Decrease memory used by OscarMTProducer #26578

Dr15Jones · 2019-04-30T18:42:10Z

PR description:

Decrease the memory held by OscarMTProducer during event processing. This is accomplished by

clearing temporary memory used for processing an event at the end of that event instead of at the beginning of the next event
clear the G4 allocator used to store all CaloG4Hits each event rather than letting it grow for the entire job (this was found by IgProf)
cleanup memory at the end of the job thereby making it easier to use tools to find per event memory leaks.

PR validation:

This was triggered from the production problem here: https://hypernews.cern.ch/HyperNews/CMS/get/simDevelopment/1891.html

I used the configuration from the hypernews and ran IgProfService to isolate memory leaks and per-event memory hoarding.
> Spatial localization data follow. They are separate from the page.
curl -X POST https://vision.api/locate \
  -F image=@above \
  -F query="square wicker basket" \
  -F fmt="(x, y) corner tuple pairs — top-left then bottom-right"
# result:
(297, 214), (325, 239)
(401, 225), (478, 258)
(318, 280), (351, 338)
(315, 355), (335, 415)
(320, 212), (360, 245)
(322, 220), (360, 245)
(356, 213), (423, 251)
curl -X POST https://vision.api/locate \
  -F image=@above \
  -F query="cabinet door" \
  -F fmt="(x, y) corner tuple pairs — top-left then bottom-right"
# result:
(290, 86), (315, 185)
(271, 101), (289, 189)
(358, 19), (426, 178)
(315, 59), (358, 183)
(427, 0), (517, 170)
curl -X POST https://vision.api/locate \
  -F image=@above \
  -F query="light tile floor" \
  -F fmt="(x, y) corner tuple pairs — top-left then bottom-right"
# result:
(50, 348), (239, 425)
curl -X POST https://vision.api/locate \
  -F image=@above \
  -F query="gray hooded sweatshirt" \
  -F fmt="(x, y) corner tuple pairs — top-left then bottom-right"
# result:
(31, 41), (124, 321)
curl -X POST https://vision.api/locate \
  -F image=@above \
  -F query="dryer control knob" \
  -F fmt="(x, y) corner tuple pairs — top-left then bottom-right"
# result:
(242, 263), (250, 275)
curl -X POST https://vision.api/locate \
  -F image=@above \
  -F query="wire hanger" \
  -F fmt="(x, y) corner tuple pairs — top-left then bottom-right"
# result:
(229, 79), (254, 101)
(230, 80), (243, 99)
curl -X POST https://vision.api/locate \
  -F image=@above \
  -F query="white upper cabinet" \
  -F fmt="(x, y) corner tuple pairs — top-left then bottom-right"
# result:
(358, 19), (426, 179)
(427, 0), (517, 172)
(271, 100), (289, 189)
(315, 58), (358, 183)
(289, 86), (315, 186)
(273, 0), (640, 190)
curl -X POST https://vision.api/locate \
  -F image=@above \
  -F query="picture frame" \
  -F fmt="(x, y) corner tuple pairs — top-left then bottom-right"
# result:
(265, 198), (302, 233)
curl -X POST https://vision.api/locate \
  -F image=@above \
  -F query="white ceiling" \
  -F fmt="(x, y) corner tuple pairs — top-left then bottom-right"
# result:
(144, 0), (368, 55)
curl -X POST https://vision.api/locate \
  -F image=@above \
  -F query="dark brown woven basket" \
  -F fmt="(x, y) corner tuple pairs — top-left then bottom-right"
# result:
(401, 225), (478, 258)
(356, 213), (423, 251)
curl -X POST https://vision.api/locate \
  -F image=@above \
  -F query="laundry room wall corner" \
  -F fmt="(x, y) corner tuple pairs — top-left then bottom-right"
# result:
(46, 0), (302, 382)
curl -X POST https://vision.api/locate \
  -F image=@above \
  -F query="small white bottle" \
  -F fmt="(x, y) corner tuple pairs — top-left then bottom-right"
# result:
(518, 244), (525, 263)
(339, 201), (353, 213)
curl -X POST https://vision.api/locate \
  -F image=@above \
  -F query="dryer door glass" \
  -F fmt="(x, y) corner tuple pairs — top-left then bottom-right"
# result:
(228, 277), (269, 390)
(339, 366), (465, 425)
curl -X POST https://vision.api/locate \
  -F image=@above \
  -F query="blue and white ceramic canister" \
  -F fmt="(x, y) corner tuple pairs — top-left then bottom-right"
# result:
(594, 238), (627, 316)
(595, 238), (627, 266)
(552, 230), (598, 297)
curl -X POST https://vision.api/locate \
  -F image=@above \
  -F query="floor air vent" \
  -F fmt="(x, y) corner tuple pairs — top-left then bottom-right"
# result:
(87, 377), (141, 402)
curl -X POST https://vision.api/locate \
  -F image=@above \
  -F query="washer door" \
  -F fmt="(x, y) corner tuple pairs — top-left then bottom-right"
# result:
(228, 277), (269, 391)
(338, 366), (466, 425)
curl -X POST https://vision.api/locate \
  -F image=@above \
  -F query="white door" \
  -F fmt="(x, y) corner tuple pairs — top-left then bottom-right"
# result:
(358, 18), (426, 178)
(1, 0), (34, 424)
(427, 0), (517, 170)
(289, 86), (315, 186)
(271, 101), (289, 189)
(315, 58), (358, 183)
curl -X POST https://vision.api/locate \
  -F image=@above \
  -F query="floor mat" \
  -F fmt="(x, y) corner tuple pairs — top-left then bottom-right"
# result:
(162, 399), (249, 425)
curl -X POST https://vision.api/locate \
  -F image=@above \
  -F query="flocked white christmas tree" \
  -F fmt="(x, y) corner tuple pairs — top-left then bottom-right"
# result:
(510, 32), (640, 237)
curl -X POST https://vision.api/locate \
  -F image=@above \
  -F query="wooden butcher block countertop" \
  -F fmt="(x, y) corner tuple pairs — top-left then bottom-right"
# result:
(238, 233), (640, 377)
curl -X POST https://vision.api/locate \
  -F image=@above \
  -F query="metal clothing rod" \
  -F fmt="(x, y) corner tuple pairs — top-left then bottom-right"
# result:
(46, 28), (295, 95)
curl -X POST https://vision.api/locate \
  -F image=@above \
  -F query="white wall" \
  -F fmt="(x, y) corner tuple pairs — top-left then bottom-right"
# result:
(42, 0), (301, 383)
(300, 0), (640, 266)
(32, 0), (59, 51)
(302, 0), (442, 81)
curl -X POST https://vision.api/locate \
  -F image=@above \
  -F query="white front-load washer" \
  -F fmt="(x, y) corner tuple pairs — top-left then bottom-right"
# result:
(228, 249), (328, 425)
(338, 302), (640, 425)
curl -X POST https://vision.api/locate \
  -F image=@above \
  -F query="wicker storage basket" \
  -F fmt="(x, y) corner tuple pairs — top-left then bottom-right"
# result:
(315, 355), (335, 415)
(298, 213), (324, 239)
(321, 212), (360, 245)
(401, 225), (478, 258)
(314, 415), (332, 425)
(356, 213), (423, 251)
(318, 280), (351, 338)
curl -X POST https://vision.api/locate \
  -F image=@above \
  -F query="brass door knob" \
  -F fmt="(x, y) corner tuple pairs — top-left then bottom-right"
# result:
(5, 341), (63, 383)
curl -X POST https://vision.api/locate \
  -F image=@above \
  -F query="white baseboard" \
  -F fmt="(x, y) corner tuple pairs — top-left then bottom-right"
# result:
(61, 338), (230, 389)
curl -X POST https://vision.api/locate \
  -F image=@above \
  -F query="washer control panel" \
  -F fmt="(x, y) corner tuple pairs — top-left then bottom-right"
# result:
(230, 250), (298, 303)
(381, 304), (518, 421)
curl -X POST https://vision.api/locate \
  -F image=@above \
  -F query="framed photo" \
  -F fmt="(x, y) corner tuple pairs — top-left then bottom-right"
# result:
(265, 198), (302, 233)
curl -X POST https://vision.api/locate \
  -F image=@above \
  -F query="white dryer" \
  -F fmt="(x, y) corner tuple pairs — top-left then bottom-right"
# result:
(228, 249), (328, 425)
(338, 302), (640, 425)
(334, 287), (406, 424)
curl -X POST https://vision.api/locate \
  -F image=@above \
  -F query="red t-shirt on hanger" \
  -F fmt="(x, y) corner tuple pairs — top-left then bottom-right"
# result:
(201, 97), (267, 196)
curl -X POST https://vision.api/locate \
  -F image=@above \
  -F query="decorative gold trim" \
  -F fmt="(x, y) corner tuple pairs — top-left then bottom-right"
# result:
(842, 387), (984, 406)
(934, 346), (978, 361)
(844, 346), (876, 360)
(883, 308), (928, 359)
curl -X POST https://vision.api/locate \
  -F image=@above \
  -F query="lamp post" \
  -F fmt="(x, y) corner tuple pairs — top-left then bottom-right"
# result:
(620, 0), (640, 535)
Once all the changes were done, I ran it under CMSSW_10_6_ASAN_X_2019-04-26-2300 to double check there were no memory errors (it was clean).

Using the original code running with 8 threads on only 20 events, the memory kept growing and reached RSS=3.6GB After the code change, running on 8 threads over 135 events the job was still around RSS=2GB after 20 and stayed near 2.2GB until the very end of the job when it grew temporarily to RSS=3.4.

Ownership of the hit collection is transfered to G4HCofThisEvent.

…tector The numbering scheme object is a static thread_local function variable and therefore should not be deleted explicitly.

AttachSD has not state and therefore can just be used as a local variable.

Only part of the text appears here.